The reported effect of race on the risk of recurrent disease in women diagnosed with DCIS varies according to different studies. In the study by Li et al., AA women had an increased risk of ipsilateral and contralateral invasive breast cancer when compared with CA patients, and the risk was mainly increased for higher-stage recurrence (stage II and III/IV).19 Gao et al. similarly showed that among women with localized invasive or in situ breast cancer, AA women had an increased risk of contralateral breast cancer compared with CA women.20 Consistent with our results, however, a study from the Connecticut registry found that AA women did not have an increased risk of a second in situ or invasive contralateral breast cancer as compared with other racial groups.21 The finding that in our population the rate of recurrence of DCIS is similar in both racial groups could be explained by the similar pathological features of the DCIS we observed in AA and CA women in addition to the similarity in the local treatment of DCIS in both groups. The rate of mastectomies, excisional biopsy, and radiation therapy was similar in AA and CA women. It is noteworthy that in our sample most women received their care in the same comprehensive cancer center.
We found in our study, however, that AA women recurred with invasive disease significantly earlier than CA women (58 ± 9 vs 32.8 ± 13 months). Moreover, the recurrence with invasive carcinoma in AA patients correlated with the original size of DCIS.
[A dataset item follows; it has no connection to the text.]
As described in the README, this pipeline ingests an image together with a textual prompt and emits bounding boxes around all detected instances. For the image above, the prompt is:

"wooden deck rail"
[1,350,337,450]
Death related to breast disease (because of recurrence with invasive carcinoma) is also similar in both groups within our population (6% AA vs 2% CA at 10 years). Overall survival, however, appears to be worse in AA patients (71% and 92% at 10 years, respectively; P = .003). Patients in the latter group died mainly of cardiovascular conditions. In fact, a previous study from the same medical center also showed that patients with invasive breast cancer treated at our medical center were more likely to have had a diagnosis of 1 or more comorbid conditions along with their breast cancer.22
Although the absolute number of patients in our study is small, it is the first to describe the features and outcome of DCIS in AA women and compare it with that of CA women. Further larger-scale studies are needed to confirm our findings and explain the higher age at presentation of AA women with DCIS. AA patients in our study recurred with invasive disease earlier than CA patients, and their recurrence was related to the original size of the DCIS. This finding raises the question of a more aggressive follow-up for AA patients after the diagnosis and treatment of DCIS, mainly in cases where the DCIS is large in size. Our study also shows that at least in our population, comorbidities (eg, cardiovascular diseases, diabetes, liver diseases) remain an important factor involved in the death of AA patients with breast diseases.